According to DappRadar’s Q3 2020 report, 96% of total DeFi transactions came from Ethereum. DeFi user activity has increased due to “profitable farming”.
The DappRadar team has released a Q3 report on DeFi performance. According to the report, over the past three months, the volume of transactions in the industry has reached $ 125 billion, which is $ 113 billion more than in the second quarter. At the same time, 96% of the total volume of transactions fell on Ethereum.
According to DappRadar, the total value of cryptoassets blocked in Ethereum smart contracts has exceeded $ 10 billion, with Uniswap, MakerDAO and Curve leading in this indicator. The total dollar value of crypto assets blocked in DeFi is $ 10.82 billion.
Ethereum also leads in terms of the daily number of active wallets – over 57% of the total. The similar figure for Tron in the third quarter is 35%, and EOS – 5%. The researchers note that the largest contributions to the Ethereum protocol came from Uniswap, Sushiswap, Balancer, and Compound, which accounted for 56% of Ethereum’s active wallets on a daily basis.
DeFi projects on EOS grew in popularity in Q3. Defibox, Dmd.Finance and the DeFis Network had over 4,300 active wallets daily. That said, decentralized apps on Tron, including JUST, Zethyr Finance, Sun and SharkTron, had 32,000 wallets.
DeFi’s explosive growth is rooted in the yield farming strategy that has gained popularity thanks to the Compound lending protocol, the researchers note. In the first half of June alone, Compound’s transaction volume totaled $ 4 billion.

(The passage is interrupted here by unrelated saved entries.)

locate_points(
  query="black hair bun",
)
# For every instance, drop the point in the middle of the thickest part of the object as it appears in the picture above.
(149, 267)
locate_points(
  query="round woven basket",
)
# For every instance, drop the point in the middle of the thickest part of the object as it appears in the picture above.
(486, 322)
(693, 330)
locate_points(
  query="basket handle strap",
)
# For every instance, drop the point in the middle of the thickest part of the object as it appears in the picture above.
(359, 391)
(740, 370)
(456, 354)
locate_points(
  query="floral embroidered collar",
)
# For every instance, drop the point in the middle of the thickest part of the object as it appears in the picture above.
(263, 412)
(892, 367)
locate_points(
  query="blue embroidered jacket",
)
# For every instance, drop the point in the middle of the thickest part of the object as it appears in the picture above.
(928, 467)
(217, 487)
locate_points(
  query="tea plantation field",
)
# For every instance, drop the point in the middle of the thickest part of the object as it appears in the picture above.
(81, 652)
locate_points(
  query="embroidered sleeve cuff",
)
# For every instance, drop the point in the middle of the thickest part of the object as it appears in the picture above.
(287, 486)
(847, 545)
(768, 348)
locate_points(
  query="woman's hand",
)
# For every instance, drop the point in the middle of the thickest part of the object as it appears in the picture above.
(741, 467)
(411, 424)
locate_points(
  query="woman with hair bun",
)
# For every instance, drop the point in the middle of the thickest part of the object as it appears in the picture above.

The rise of the decentralized exchanges Uniswap and SushiSwap has resulted in billions of dollars worth of crypto assets on the DeFi market. In September, Uniswap generated $ 33 billion in transactions (60% of total DeFi transactions) when it issued a token to manage the UNI protocol.
In the third quarter, DeFi decentralized applications brought in about $ 59 million to their creators. Most of this revenue – $ 33 million – came from Uniswap. XReg recently said that the EU cryptocurrency regulation bill poses risks to the DeFi industry due to the registration requirements for issuers of cryptoassets.